In fact, many people confuse many concepts such as task queue and microtask queue, and even synchronous task, asynchronous task and macro task and microtask. In fact, JS could not initiate asynchronous request before there was no Promise, only synchronous task at that time.

Macro tasks, microtasks, and task queues (which hold event callbacks) are derived from asynchronous tasks.

Q&A

Q: Is there a one-to-one mapping between DOM tree nodes and render tree nodes? What nodes do DOM trees have that render trees don’t?

  1. DOM trees correspond one to one with HTML tags, including heads and hidden elements.

  2. The rendered tree does not include heads and hidden elements. Each line of a large text is a separate node, and each node has a corresponding CSS attribute.

Q: Does CSS block DOM parsing?

  1. For an HTML document, CSS, whether inline or linked, blocks subsequent DOM rendering, but not subsequent DOM parsing.

Q: What is the difference and relationship between redraw and rearrangement?

  1. Redraw: Redraw occurs when the appearance of elements in the rendered tree (e.g. color) changes without affecting the layout.

  2. Backflow: Redraw backflow occurs when the layout of elements in the render tree (e.g. size, position, hidden/state state) changes.

  3. Note: JS fetching Layout property values (e.g., offsetLeft, scrollTop, getComputedStyle, etc.) also causes backflow. Because the browser needs to calculate the latest value through backflow, backflow must cause redraw, and redraw does not necessarily cause backflow

Q: Do browsers delay JavaScript execution and DOM building when there are blocking CSS resources?

  1. When the browser encounters a script tag, DOM build is paused until the script completes execution.

  2. JavaScript can query and modify DOM and CSSOM.

  3. When CSSOM is built, JavaScript execution is paused until CSSOM is ready.

  4. Therefore, the position of the script tag is important. In practice, the following two principles can be followed:

  • CSS priority: CSS resources are introduced before JavaScript resources.
  • JavaScript should affect DOM building as little as possible.

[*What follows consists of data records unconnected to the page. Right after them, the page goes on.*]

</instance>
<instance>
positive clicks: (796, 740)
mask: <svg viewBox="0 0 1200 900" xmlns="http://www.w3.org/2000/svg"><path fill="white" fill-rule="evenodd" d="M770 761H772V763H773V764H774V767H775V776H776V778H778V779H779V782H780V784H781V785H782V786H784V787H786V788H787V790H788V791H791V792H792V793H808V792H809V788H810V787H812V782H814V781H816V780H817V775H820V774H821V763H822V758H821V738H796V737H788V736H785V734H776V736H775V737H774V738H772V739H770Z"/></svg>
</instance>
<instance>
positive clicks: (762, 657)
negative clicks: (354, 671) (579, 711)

Q: What about the blocking of CSS loading?

  1. CSS loading does not block parsing of the DOM tree

  2. CSS loading blocks DOM tree rendering

  3. CSS loading blocks the execution of subsequent JS statements

Q: Key render path details?

  1. Browser downloads the HTML file.

  2. The browser reads the HTML file and finds it contains an image, a CSS file, and a JS file.

  3. The browser starts downloading the image.

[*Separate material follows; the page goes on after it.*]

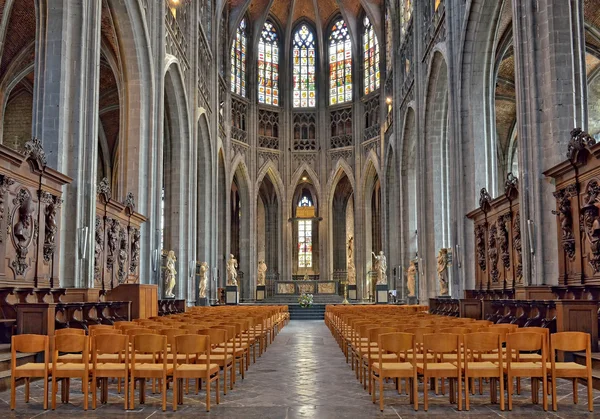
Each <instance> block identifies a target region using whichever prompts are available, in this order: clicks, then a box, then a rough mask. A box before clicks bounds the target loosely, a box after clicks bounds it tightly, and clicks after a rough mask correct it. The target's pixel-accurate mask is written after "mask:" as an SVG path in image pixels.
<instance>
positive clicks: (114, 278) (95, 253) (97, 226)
mask: <svg viewBox="0 0 600 419" xmlns="http://www.w3.org/2000/svg"><path fill="white" fill-rule="evenodd" d="M97 191H98V197H97V199H96V223H95V234H94V287H95V288H101V289H103V290H111V289H113V288H115V287H116V286H118V285H120V284H125V283H138V282H139V264H140V240H141V232H140V229H141V226H142V224H143V223H144V222H146V217H144V216H143V215H142V214H140V213H137V212H136V211H135V200H134V197H133V194H131V193H130V194H129V195H127V198H126V199H125V202H124V203H120V202H117V201H115V200H113V199H111V190H110V186H109V183H108V180H107V179H106V178H104V179H102V181H101V182H100V184H99V185H98V189H97Z"/></svg>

  4. The browser blocks rendering until the CSS and JS files are downloaded.

  5. The browser downloads the CSS file and parses it to make sure that there are no additional resources embedded (via import) that need to be recorded.

  6. The browser continues the group rendering until the js file is downloaded.

  7. The browser downloads the JS file and parses it to ensure that no additional resources need to be loaded.

  8. Finally, the browser renders the page.

conclusion

In fact, there are a lot of content about the browser rendering engine and JS engine can be said, we are interested in their own to expand, if you have better comments or questions, welcome to leave a message at any time, but also don’t forget to like attention to collect trivia 🤞.